At the time the store opened, Montgomery was surrounded by truck farms, and of course most families had a backyard garden and a chicken coop, so the needs for fresh produce were easily filled. But Michaels Brothers also had a good selection of the best local produce and farm fresh eggs that they obtained through bartering.    

A trip to the grocery store was often the highlight of a child’s day. It was standard policy to stop by Grandma’s house to see if she needed anything from the store. She was always good for a few pennies, or even an extra nickel sometimes. 

When the two men weren’t busy with customers, they were packing orders for delivery. They used one of those very long implements to reach up onto the highest shelf to retrieve cans. How we longed to have one of those ‘reacher/grabbers’ ourselves! The meat department was always busy with grinding, slicing, chopping and pounding, and it was a common sight to see one of the grocers, in a long white apron, sweeping the floor. Endless washing of hands and implements was testimony to the spotless operation they ran.

The candy counter stood facing the front of the store. It seemed huge to a child, filled as it was with an endless variety of mouth-watering treats—and a few items a mother would frown at. Big hunks of bubble gum had a way of migrating to somebody’s hair. Pretend cigarettes and big wax lips weren’t that amusing to Mom and Dad.

For some reason the “Guess What’s” weren’t exactly a big hit with them either? Maybe it was something about the gambling nature of buying the sticky little caramels with hopes of finding a treasure wrapped in with them. Many pennies changed hands looking for the jackpot — a tin pocketknife or “birthstone” ring.   

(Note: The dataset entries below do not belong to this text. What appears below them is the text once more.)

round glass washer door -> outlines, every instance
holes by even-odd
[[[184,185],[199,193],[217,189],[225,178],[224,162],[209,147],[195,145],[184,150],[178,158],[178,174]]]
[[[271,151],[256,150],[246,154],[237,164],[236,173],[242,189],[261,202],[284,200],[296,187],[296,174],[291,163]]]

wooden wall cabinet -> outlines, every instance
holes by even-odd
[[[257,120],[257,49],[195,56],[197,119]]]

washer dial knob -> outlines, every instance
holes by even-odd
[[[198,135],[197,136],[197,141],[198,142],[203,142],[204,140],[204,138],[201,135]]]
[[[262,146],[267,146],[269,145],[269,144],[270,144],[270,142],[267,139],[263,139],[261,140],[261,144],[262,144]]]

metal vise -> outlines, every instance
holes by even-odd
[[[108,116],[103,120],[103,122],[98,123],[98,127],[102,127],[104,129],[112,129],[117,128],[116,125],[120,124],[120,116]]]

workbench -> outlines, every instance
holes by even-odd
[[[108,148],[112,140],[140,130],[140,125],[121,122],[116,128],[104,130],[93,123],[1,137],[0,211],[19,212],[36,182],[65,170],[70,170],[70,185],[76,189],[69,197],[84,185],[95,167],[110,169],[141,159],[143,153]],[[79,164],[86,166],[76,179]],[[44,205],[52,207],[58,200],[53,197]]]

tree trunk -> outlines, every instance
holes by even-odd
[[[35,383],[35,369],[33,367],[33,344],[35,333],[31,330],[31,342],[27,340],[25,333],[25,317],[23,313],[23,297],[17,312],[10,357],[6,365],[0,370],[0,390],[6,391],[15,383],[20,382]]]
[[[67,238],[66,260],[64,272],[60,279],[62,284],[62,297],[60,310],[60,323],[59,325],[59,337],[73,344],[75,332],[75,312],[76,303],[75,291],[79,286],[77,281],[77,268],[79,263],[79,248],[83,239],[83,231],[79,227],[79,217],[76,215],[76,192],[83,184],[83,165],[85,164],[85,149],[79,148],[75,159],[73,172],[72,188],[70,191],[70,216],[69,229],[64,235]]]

It's safe to say that every child in Montgomery tested the patience of whichever brother stood behind the penny candy counter, as the child struggled to decide between the brightly colored licorice sticks and the chewy caramels. They never seemed to mind. 

One of the men, with a soft spot for children, would place the candy in a small brown bag with the same care as for any purchase, and hand it over to the child with a smile and a thank you.  The hand-packed ice cream cones were always carefully pressed down so the ice cream wouldn’t fall off the cone, and topped with an extra measure.

A child never felt diminished in that store, and that was one of the reasons they returned as adults again and again over the years.

On Sunday mornings a huge stack of newspapers sat on the floor at the front of the store, and the regulars stopped in for fresh bakery rolls and newspapers on the way home from church. This ritual was as important as Church every Sunday.

A small town grocery store is as homey and welcoming as any place on earth: There everybody knows your name. The smell of freshly ground coffee and fresh bakery, the laughter and the sounds of the cash register mixed with bits of conversation, create an ambience like nothing else in the world.

Wherever a person moved away, they always knew they would be welcomed, probably by name, if they stopped by the grocery store. On Sunday mornings, to stop in for their newspaper and rolls, and a chat with one of the Michaels boys, was a way to keep in touch with the hometown folks and pick up a beef roast or chicken for Sunday dinner.

The village lost more than a grocery store when Michaels Brothers closed. It lost an indefinable something, more than a gathering place, collective memories, or sense of belonging. Perhaps it was some of all three. We never knew what we had until it was gone.